Except.  On many occasions in my scientific career I have come up with the most extreme (nutty if you like) ideas, only to find that similar nutty ideas have appeared around the world (mostly in Europe I have to say) within a couple of weeks of my initial thought.  Now this is nothing new, and it has been noted that in science when something’s “time has come” it seems to miraculously appear in several remote places almost at the same time.

Linked to this observation was another possible pseudoscientific observation.  Does the Universe evolve with the thought of man?  Do things happen as they do because that is what is expected of them?  When we put together an apparatus to carry out an experiment to find out something new, what do we do?  Do we throw together every bit of measuring kit we have and then chuck in a few lasers and bits of radioactive material – turn everything on and see what happens?  No of course not, but it might well be that such a “random experiment” would give us the most interesting answers.  On the contrary what we do is build the experiment SPECIFICALLY to answer the question we have.  Is it then any wonder that the experiment usually gives something along the lines that we anticipate?  Is it really any wonder that eventually we found the Higgs Boson?  The Omega Minus was famously predicted – and voila eventually found.

Where is this leading?  Try to keep with it for just a bit longer.  The greatest experiments are the “thought experiments” like the ancient Greek Philosophers, and Einstein used to undertake.  Using pure thought to delve into the mysteries of the Universe is the greatest thing out – and then to find that the results of this brain power alone can lead to experimental verification of these groundbreaking ideas has got to be wonderful, hasn’t it?  Or is it just that the Universe falls into line not necessarily with what the original great thinker came up with, but with what the current (popular) thinking is – as by the time confirmatory (or otherwise) experiments have taken place, a LOT of people are now aware of the original great idea.
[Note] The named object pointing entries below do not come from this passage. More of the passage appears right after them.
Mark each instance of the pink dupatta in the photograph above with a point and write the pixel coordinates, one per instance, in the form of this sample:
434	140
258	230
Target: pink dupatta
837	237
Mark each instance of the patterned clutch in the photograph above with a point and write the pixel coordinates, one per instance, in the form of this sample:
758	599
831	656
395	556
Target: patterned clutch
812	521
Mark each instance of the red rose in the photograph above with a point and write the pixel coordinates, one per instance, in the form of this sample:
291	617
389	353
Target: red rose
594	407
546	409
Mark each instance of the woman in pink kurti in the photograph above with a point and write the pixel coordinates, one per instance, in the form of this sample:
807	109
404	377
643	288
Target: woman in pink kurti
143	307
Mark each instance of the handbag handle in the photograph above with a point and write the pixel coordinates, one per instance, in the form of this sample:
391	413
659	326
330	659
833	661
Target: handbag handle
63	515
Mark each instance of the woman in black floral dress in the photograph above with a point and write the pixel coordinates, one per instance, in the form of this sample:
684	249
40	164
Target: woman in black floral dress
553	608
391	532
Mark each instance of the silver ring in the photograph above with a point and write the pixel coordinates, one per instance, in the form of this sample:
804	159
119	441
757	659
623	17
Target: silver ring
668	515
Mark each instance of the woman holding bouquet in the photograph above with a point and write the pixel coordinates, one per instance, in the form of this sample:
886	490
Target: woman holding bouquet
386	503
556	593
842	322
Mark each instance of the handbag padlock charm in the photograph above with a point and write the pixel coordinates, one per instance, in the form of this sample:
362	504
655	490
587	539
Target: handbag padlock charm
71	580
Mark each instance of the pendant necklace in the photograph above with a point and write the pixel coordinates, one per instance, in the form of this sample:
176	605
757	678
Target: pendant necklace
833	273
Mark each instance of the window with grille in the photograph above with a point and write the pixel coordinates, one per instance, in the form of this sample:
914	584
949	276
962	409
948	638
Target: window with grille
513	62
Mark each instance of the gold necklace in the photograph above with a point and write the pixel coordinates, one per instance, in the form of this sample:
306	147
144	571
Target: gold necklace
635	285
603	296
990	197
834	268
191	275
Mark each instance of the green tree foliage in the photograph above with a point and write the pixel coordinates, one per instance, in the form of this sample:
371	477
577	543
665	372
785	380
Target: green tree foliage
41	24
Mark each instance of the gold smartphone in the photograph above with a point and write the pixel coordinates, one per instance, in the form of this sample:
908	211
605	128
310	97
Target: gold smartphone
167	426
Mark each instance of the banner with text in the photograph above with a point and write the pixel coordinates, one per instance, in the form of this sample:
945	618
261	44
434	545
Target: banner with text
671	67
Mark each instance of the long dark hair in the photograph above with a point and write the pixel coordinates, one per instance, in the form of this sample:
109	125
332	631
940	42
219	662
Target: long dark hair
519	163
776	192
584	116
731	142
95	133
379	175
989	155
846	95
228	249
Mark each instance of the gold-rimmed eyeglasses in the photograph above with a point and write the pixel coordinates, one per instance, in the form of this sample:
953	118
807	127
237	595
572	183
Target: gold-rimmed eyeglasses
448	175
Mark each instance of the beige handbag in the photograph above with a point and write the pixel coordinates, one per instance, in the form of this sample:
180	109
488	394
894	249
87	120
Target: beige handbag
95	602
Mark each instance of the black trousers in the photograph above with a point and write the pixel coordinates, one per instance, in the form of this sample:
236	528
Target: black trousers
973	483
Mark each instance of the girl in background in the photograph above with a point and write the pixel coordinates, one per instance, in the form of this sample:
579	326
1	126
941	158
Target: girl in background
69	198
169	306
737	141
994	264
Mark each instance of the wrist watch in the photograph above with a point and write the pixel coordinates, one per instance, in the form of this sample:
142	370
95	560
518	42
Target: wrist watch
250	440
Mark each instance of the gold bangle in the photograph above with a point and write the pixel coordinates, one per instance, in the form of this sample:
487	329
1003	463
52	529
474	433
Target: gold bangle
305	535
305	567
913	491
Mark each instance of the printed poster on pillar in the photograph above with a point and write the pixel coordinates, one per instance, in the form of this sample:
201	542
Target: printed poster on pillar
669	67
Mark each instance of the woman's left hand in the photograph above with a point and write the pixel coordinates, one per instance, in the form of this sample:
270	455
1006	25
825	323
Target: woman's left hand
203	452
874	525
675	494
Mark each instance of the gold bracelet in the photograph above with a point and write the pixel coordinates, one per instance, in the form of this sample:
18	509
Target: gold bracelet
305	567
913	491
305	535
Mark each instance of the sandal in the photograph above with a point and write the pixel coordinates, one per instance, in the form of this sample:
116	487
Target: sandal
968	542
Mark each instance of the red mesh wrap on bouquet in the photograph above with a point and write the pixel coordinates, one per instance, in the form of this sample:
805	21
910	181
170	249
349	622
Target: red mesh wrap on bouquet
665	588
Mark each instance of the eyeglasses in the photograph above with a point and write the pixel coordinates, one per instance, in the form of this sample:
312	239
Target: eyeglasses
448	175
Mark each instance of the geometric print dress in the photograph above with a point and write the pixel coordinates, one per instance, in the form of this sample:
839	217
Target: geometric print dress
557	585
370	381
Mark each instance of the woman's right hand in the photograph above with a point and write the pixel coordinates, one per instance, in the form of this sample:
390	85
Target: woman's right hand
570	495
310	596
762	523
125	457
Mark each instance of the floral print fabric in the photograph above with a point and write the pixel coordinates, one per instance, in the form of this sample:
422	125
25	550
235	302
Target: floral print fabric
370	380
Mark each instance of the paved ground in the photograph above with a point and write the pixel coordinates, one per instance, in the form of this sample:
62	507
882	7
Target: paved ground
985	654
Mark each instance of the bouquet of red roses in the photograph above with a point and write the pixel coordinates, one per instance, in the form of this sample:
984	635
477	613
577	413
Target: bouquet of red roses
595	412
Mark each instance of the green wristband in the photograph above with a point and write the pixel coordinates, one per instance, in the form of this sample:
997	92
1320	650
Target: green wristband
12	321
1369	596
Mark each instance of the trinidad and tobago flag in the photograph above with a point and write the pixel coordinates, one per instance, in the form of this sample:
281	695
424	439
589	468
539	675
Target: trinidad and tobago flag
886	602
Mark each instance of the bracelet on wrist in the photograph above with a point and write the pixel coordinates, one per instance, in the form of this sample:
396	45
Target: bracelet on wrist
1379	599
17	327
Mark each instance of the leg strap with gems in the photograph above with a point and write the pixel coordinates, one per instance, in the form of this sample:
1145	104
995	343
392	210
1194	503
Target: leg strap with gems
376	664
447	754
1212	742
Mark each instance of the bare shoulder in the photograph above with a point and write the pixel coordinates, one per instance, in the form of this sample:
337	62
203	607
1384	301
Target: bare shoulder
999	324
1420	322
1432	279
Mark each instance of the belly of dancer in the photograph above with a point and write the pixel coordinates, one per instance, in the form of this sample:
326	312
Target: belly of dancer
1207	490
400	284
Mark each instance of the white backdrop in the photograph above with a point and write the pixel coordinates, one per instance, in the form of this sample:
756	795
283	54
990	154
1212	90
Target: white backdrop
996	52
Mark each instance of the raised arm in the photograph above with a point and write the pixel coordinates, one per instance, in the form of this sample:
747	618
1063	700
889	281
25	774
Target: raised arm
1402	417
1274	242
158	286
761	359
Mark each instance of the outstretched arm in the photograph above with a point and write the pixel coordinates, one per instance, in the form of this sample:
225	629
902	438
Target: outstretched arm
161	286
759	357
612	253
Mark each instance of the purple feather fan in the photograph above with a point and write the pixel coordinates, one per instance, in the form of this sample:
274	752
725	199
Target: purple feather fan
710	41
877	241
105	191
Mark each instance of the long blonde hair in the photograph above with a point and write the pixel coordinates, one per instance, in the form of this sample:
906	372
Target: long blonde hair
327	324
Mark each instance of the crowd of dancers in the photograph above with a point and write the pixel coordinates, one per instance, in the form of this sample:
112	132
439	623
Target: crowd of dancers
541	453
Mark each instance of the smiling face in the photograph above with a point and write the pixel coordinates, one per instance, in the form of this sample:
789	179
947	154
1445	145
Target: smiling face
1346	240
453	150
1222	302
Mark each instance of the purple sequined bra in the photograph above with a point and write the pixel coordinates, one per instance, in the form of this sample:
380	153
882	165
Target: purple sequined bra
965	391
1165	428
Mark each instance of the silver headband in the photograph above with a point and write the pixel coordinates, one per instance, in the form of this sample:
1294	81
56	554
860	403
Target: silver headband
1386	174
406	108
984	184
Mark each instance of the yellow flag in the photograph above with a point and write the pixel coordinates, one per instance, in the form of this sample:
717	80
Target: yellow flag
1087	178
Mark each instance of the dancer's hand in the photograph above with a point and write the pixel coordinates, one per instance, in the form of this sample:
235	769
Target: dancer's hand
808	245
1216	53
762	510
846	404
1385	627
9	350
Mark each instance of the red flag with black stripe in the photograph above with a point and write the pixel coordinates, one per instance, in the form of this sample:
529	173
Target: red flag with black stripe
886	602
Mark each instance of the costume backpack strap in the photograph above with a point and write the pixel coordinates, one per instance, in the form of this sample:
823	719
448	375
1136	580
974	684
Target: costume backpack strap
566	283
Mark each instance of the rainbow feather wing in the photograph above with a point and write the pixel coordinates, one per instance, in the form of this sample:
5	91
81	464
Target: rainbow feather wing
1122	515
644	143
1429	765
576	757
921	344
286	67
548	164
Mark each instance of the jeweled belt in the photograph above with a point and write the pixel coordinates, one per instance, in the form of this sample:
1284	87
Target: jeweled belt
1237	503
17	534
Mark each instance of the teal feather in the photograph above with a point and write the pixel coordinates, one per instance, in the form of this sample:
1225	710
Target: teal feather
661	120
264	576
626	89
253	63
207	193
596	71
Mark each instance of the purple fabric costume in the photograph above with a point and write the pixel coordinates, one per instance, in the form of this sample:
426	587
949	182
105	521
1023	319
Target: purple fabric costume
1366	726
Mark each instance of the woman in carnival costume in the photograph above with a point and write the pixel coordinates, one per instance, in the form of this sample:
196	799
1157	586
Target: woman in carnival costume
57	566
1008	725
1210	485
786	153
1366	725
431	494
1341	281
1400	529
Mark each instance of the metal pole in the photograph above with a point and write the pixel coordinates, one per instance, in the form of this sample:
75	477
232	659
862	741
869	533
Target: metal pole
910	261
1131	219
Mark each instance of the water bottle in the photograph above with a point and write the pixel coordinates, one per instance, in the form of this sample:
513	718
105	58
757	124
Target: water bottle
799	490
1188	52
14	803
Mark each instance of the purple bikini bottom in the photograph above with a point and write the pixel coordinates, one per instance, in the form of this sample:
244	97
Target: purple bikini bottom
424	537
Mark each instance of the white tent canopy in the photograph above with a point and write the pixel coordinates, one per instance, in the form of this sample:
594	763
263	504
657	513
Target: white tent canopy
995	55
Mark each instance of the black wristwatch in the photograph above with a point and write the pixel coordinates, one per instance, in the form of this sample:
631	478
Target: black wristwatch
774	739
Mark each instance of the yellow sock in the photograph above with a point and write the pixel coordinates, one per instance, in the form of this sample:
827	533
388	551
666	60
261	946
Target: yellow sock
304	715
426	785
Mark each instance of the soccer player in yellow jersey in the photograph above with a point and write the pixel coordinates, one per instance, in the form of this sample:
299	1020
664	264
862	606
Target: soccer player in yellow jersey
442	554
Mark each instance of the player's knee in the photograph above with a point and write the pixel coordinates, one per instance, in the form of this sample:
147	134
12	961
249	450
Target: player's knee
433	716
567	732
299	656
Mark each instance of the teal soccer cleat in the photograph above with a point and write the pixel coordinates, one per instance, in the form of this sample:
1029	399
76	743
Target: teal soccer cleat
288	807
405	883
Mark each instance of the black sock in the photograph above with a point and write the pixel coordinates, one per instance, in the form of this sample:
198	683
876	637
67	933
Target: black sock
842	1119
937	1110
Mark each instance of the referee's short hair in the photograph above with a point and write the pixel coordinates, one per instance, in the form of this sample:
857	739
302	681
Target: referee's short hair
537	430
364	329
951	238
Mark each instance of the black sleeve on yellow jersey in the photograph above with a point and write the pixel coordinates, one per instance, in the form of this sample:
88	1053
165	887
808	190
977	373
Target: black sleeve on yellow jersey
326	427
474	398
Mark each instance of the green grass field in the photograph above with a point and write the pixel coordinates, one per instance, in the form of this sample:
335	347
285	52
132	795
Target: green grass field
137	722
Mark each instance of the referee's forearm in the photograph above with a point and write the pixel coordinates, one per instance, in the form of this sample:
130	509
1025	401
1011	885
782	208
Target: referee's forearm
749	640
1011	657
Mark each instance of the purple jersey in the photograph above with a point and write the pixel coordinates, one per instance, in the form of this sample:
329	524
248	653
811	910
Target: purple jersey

Now this is an incredibly way out suggestion I know, but I have two things that strongly support this weird idea, one of which was an experiment I personally undertook at Philips Research Laboratories.  I had put together a pretty complicated piece of kit to measure the lifetime of deep-level impurities in Silicon when subjected to infrared radiation.  Now it doesn’t actually matter what that means – what does matter is that I put the kit together, put the Silicon sample into the kit, and started my measurements.  Now at this time I actually HAD NO IDEA of the results I was expecting to get from the apparatus – the work had been done before, elsewhere, but I hadn’t read it up.  No matter – I just got on with the experiment.  What happened?  Well the results I got out were basically rubbish, when I plotted out the basic parameters the points were all over the place and I couldn’t get at the lifetime I wanted to measure at all.  I stopped the experiment to go to lunch and before I came back to the experiment I went to the library to read up the results previously obtained by other people.  You can see what’s going to happen a mile off can’t you?  When I came back to the experiment later that afternoon and carried on with the measurements out comes the data which fits very nicely on an exponential curve to give me – quelle surprise – the lifetime I was expecting to measure.  Sounds like a made up story – you have only my word for it that, that is exactly how it happened.

O.K. so what’s the second thing then?  Well, we have perhaps the second greatest thought experiment of all time, Special Relativity, and we have this jumped up new theory called Quantum Mechanics. Fundamental to the Special Theory of Relativity is locality, or in plain English no information can propagate at velocities faster than light.  Experimental tests of the results of Special Relativity have confirmed the theory since the day it was published, over a hundred years ago.  Einstein really didn’t like Quantum Mechanics, and the Quantum Mechanics we know today, although refined a great deal, still has these fundamental niggles that upset Einstein so much.  In fact Einstein was so cheesed off with Quantum Mechanics that he kept coming up with more and more ingenious thought experiments to topple the theory.  And the so-called Einstein-Podolsky-Rosen paradox was his BIGGY.  Now we don’t need to go into the fine details about what the paradox is all about beyond this.  Einstein had his Special Theory and the accompanying Locality Principle which had been experimentally verified to high precision.  Einstein also worked out a Quantum Mechanical experiment that if it worked (i.e. gave results as predicted by Quantum Mechanics) would require non-locality to be at work, in other words, information would need to be sent between remote, separated objects that had interacted at an earlier time, at faster than light speeds!!  Good old Albert had got them by the goolies on this one eh?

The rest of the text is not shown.